President of the Senate of Palau
- In office September 1999 – December 2004
- Preceded by: Isidoro Rudimch
- Succeeded by: Surangel S. Whipps

= Seit Andres =

Palauan politician

Seit Andres is a Palauan politician and President of the Senate of Palau from September 1999 to December 2004.

Andres was born on 4 May in Melekeok. He graduated from Xavier High School in Truk. He has an arts degree and a degree in economics from the University of Hawaiʻi at Mānoa.

Andres worked in Palau Community Action Agency and as an administrative assistant for the Palau Port Authority. In the administration of President Lazarus Salii, he served as the chairman of an advisory task force on Compact of Free Association. He was an advisor to the Melekeok State constitutional convention, and he served in the Melekeok State legislature and the Melekeok State Lands Authority from 1992 to 2000.

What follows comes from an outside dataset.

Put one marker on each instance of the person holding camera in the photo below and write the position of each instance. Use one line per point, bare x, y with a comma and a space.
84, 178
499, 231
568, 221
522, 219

In the elections of 1980, Andres was elected as a senator to the first Palau National Congress. He was re-elected multiple times, and represented the State of Melekeok. He was also elected as the floor leader in the Senate. After the death of Senate President Isidoro Rudimch, Andres was elected as Senate President in September 1999. He served as Senate President until the 2004 elections. He was not re-elected in the 2008 elections.

Andres holds traditional title 'Sechalruleong' in Melekeok. He has been the honorary consul of Russia in Palau.